IN THIS CHAPTER
The Galactic Nucleus
The Galactic Nucleus
Most radiation from the GC originated in an extended region about 20 across (above diagram). There are several ‘hot spot’ or discrete emission sources located in the nuclear region. The GC appears somewhat different when viewed through the radio spectrum than it does through the x-ray or infrared windows. There is a powerful discrete x-ray source and at least three discrete infrared sources that each radiate a little less than a million times more in the infrared than our Sun does at all wavelengths.
The GC has four ways of emission at radio frequencies:
1. Emission over a broad continuum of wavelengths by energetic electrons held in orbit by a magnetic field (synchrotron radiation)
2. 21-cm hydrogen emission (hydrogen atoms whose electrons flip over from a higher to a lower energy state)
3. Similar molecular lines of emission.
4. Both line and continuum emission from H II regions.
The most powerful source of synchrotron radiation and the traditional value given for the position of the GC is Sagittarius A which is a source about 12 parsecs in diameter of continuum emission generated by highly energetic electrons spiraling in a magnetic field. Embedded within Sag A and very near the actual center of-the galaxy are several small, bright knots of thermal radio emission about a parsec or less in size (see above). The general region of the galactic nucleus is located at about the 26th degree of Sagittarius in zodiac longitude and -5 degrees of zodiac latitude. Every astrologer should be aware of this position.
Both Theodor Landscheidt and Charles Harvey have written about the GC, which is located at about 26 degress of the zodiac sign Sagittarius.
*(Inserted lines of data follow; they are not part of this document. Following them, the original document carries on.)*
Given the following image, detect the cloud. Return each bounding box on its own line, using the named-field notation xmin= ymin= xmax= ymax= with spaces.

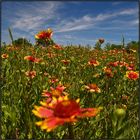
xmin=54 ymin=8 xmax=138 ymax=33
xmin=112 ymin=2 xmax=124 ymax=5
xmin=10 ymin=2 xmax=62 ymax=32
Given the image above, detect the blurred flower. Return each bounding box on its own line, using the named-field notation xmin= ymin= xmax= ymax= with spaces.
xmin=46 ymin=52 xmax=56 ymax=58
xmin=42 ymin=85 xmax=66 ymax=98
xmin=108 ymin=61 xmax=119 ymax=67
xmin=6 ymin=46 xmax=19 ymax=51
xmin=35 ymin=28 xmax=53 ymax=39
xmin=49 ymin=78 xmax=59 ymax=84
xmin=32 ymin=96 xmax=100 ymax=132
xmin=61 ymin=59 xmax=70 ymax=65
xmin=88 ymin=59 xmax=99 ymax=66
xmin=103 ymin=67 xmax=113 ymax=77
xmin=24 ymin=56 xmax=42 ymax=63
xmin=125 ymin=71 xmax=139 ymax=80
xmin=25 ymin=71 xmax=36 ymax=79
xmin=53 ymin=44 xmax=63 ymax=50
xmin=122 ymin=95 xmax=129 ymax=100
xmin=84 ymin=84 xmax=101 ymax=93
xmin=44 ymin=72 xmax=49 ymax=76
xmin=98 ymin=38 xmax=104 ymax=44
xmin=126 ymin=63 xmax=135 ymax=70
xmin=1 ymin=54 xmax=9 ymax=59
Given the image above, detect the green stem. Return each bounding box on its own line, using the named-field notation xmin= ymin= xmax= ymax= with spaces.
xmin=67 ymin=124 xmax=74 ymax=139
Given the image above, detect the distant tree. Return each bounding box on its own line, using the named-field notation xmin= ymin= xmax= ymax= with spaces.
xmin=110 ymin=44 xmax=122 ymax=50
xmin=126 ymin=41 xmax=138 ymax=50
xmin=104 ymin=43 xmax=111 ymax=50
xmin=13 ymin=38 xmax=32 ymax=47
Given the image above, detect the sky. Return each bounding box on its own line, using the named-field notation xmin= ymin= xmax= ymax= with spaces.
xmin=1 ymin=1 xmax=139 ymax=46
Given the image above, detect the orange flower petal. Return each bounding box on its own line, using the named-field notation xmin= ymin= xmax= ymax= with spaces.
xmin=33 ymin=107 xmax=53 ymax=118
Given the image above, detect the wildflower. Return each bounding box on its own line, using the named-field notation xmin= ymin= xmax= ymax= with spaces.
xmin=25 ymin=71 xmax=36 ymax=79
xmin=24 ymin=56 xmax=35 ymax=62
xmin=98 ymin=38 xmax=104 ymax=44
xmin=103 ymin=67 xmax=113 ymax=77
xmin=84 ymin=84 xmax=101 ymax=93
xmin=44 ymin=72 xmax=49 ymax=76
xmin=35 ymin=28 xmax=53 ymax=39
xmin=61 ymin=59 xmax=70 ymax=65
xmin=125 ymin=71 xmax=139 ymax=80
xmin=53 ymin=44 xmax=63 ymax=50
xmin=1 ymin=54 xmax=9 ymax=59
xmin=122 ymin=95 xmax=129 ymax=100
xmin=88 ymin=59 xmax=99 ymax=66
xmin=108 ymin=61 xmax=119 ymax=67
xmin=49 ymin=78 xmax=59 ymax=84
xmin=42 ymin=85 xmax=66 ymax=98
xmin=24 ymin=56 xmax=42 ymax=63
xmin=32 ymin=96 xmax=100 ymax=132
xmin=126 ymin=63 xmax=135 ymax=70
xmin=46 ymin=52 xmax=56 ymax=58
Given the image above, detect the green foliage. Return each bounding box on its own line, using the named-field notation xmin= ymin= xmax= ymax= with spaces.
xmin=13 ymin=38 xmax=32 ymax=47
xmin=1 ymin=37 xmax=139 ymax=139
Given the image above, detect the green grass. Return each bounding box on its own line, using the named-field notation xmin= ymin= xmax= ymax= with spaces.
xmin=1 ymin=44 xmax=139 ymax=139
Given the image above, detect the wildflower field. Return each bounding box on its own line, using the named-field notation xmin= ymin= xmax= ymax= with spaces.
xmin=1 ymin=29 xmax=139 ymax=139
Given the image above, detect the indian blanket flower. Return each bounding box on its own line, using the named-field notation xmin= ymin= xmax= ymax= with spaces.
xmin=49 ymin=78 xmax=59 ymax=84
xmin=126 ymin=63 xmax=135 ymax=70
xmin=1 ymin=54 xmax=9 ymax=59
xmin=35 ymin=28 xmax=53 ymax=39
xmin=125 ymin=71 xmax=139 ymax=80
xmin=84 ymin=84 xmax=101 ymax=93
xmin=24 ymin=56 xmax=42 ymax=63
xmin=61 ymin=59 xmax=70 ymax=65
xmin=32 ymin=96 xmax=100 ymax=132
xmin=53 ymin=44 xmax=63 ymax=50
xmin=25 ymin=71 xmax=36 ymax=79
xmin=46 ymin=52 xmax=56 ymax=58
xmin=42 ymin=85 xmax=66 ymax=98
xmin=103 ymin=67 xmax=113 ymax=78
xmin=108 ymin=61 xmax=119 ymax=67
xmin=88 ymin=59 xmax=99 ymax=66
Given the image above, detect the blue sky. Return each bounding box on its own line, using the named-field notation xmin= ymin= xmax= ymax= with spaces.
xmin=2 ymin=1 xmax=139 ymax=46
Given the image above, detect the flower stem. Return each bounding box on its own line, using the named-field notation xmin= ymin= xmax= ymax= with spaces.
xmin=67 ymin=124 xmax=74 ymax=139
It is a power point when it occurs highly placed in a natal chart, a point often associated with strong, macho like energy. It is sometimes related to the Christian and Judaic religions and said to represent their aggressive and positive energy and outreach.
A nebula containing a very hot star can be excited to self luminosity, resulting in what is termed an emission nebula. A nebulous region which is excited to luminosity in this way is also called an H-II region since hydrogen (H) is the most abundant element.
Emission nebulae are huge masses of gas that absorb ultraviolet radiation from nearby hot stars and reradiate it as bright-line emission. The most famous example of an emission nebula is Messier Object 42 (M.42), the great nebula in Orion. Another is the Eta Carinae Nebula in the southern sky. The larger emission nebulae are most often associated with the very hot ‘O’ and ‘BO’ stars and may contain dense groups of these most luminous stars. The hot central stars in the emission nebulae often appear to have cleared away the dust from their immediate surrounding, creating a hole or dust-free bubble inside an otherwise dusty region of space (see the section on Solar Wind).